“Could I look at Jane?” asked Anne.
“They fastened it up this afternoon,” replied the Matron. “There’ll be two funerals to-morrow. The other’s an old man. You can see all there is to see.”
She covered the baby and left the room, descending the same stairs, and going out of a side door. A strong smell of disinfectants came out into the warm garden as she opened the door of a glazed brick building. The blinds were down to keep out the sun. The building was lined with white glazed brick, and two straight burdens lay on a trestle-table.
“Eight o’clock to-morrow,” said the Matron, coming out again and locking the door.
Jane had gone. She was as confident as the baby in her absence. It was that which impressed Anne. Neither of the two so lately one flesh, needed or cared for the other. Jane seemed to have shut herself of her own accord in that wooden case, so that she would be no longer teased or tortured, and the baby was quite happy that it should be so. Their disregard one of the other was strange to Anne.
“Elizabeth Richardson was inquiring if you were coming,” said the Matron. “Will you go up and see her?”
Elizabeth Richardson was lying in the bed that had been Jane’s. She looked less peevish and more tended. Anne glanced at the fireplace as she entered. The armchair had been moved back, and no one sat at the fire. She sighed and turned to Elizabeth.
“Yes, it’s very comfortable,” said Elizabeth. “I’m glad I came. It’s nice to have the bed made every day.
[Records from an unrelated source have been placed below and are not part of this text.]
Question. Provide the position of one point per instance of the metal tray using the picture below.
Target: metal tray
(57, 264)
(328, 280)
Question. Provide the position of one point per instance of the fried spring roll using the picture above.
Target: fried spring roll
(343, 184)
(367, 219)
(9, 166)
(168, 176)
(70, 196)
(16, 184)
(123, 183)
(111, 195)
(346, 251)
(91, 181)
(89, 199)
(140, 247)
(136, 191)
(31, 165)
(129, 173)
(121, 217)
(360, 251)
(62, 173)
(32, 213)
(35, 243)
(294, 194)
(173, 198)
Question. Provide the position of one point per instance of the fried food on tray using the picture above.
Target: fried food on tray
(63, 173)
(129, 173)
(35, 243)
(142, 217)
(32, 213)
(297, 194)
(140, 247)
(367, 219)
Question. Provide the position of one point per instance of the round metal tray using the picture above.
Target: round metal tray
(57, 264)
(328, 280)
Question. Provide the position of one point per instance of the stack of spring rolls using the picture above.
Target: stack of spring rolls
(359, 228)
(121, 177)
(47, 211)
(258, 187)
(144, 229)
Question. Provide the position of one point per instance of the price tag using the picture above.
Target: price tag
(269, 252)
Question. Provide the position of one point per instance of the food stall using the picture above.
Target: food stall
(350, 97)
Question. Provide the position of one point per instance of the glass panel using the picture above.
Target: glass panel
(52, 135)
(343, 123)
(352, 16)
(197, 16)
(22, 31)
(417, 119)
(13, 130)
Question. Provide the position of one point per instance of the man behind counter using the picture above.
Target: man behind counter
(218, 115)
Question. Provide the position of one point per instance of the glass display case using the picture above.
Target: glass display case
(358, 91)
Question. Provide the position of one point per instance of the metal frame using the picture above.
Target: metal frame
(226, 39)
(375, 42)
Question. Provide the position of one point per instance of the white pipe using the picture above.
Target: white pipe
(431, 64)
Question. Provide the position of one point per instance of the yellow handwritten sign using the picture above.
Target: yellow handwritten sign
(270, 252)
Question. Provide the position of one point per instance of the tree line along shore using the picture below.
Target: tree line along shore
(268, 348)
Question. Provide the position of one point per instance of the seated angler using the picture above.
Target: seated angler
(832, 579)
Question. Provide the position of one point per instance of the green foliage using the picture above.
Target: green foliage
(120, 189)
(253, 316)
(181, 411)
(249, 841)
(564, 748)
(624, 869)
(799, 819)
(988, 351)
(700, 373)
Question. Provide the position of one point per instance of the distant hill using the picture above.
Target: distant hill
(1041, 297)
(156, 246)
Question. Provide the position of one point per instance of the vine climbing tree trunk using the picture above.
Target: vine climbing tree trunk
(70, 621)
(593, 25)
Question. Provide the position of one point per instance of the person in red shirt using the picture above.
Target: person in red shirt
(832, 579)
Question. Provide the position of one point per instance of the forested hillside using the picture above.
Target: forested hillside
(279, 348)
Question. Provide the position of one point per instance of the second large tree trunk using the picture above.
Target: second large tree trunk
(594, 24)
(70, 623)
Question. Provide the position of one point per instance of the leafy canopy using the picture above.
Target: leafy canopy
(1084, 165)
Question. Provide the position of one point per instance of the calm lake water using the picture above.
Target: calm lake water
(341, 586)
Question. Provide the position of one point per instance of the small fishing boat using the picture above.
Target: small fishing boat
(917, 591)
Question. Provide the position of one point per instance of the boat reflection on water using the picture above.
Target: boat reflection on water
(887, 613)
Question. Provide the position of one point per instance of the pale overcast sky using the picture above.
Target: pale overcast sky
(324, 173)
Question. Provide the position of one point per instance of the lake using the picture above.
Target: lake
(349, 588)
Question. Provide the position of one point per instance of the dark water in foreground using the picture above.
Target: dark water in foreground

You’ll have heard that Jane Evans is out of her troubles?”
Anne nodded.
“It’s best, I think,” said Elizabeth. “The world’s none too kind, and she was a depending sort of girl. She got out of it easy enough. There’ll be some disappointed though,” she added with her old cynicism.
“Don’t let’s be hard in our judgments,” said Anne, sadly.
CHAPTER XIX
The habit of working for another is so fixed in the lives of poor women, that the interruption of it becomes a kind of second death, almost as difficult to bear as the death of the affection which is itself almost a kind of habit. When Anne returned from market, and sat down, her house seemed to have become a little emptier, because the girl whose welfare she had carried with her for so many months was beyond her reach. She took down her Bible to read it, and find relief for her trouble. She was a woman who had had “experience”—that experience which comes to each as a kind of special revelation, a thing so surprising, that it appears impossible to think of its having happened before, or to withhold the telling; the cynicism, which declares this to be an overwhelming interest in one’s internal self, being only partially right, it being rather the excited and surprised mental condition which is the deep well from which all art, all expression, breaks forth. She read slowly, trying to find meaning in each phrase, when suddenly a verse struck her in its entirety before her lips had finished reading.